IE: That's a good question. I haven't had in-depth conversations with my parents. They were proud that I was going to Africa first of all because they hadn't taken me to Africa yet, so they were proud that I was going. My dad is a very outspoken man and in-house politics. He will be the first one at the head of the table and give his opinion on what's going on in the world. To be honest with you, like myself, he wasn't that aware as to what happened in Rwanda at the time in depth, so he didn't have much to say about it. My mom was the same way as well. They were pleased that I was going to Africa to make a film about it.

What did you do physically to prepare for the film?

IE: Well, my character goes through an aging process that starts off in 2004 where he's around 49 years old and physically, I just adapted an older man's stance. My hairline was removed. The people from Rwanda have a gentlemen type when they walk. They are very tailored in their movements. Not like New Yorkers who are big on the hand movements. The Rwanda men are smaller in polite and tailored in movements. I observed that and tried to bring that in my character. Outside of that, there wasn't much physical change. I didn't lose or gain weight to play the part. The TV makes you look big and in some cases I was big because I was eating like five meals a day.

Did you get to meet any survivors and talk to them about their experience?

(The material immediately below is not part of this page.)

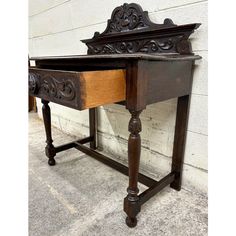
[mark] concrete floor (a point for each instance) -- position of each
(81, 196)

IE: Absolutely. That was the majority of what my original stay was for. It was to meet and talk to people who had gone through what my character had gone through. In particular, the guy who was driving me around; his name was Alex and he's 24 years old. He's a young and really nice guy and one day he decides to tell me what happens in his life. While he driving to a memorial site, he's explaining how he had survived. That was the first time I had heard a true account. It's hard to bring that sadness. It's sad to hear what happened but as filmmakers you goes through a glass ball and remove yourself a little bit. When Alex was telling me his story, I cried. He witness his whole family, having like 4 or 5 siblings, and mom and dad, who were all in the house when the militia came and murdered everyone right in front of his eyes. They started chopping up everyone and he played dead underneath his family. The militia decided to use the house and piled the bodies to one side of the room and used the house to drink, smoke, and rest while they were in that area. So for two weeks, Alex played dead underneath his whole family, and he and his younger brother did the same. He has raised his younger brother since and that was 10 years ago and he's 24 years old now. He spoke very graphically about how it was. I can't imagine on what that must be like. We can only hear those stories, but we can't imagine what that is like. He very quickly put it in perspective for me. Rwandese people aren't really forthright with those stories. They put them in the back of the heads. Unless you ask and come to their level, they don't like journalist coming in and prying. They would relate to me because I tried very hard to strip myself of me. I didn't walk around with a Yankees hat and all that. I just tried to fit in and be as personable as I could be. I'm six foot tall and I look like an American. I stood out in Rwanda. It was a matter of coming down and breaking bread and talk. That's how I got into speaking to people.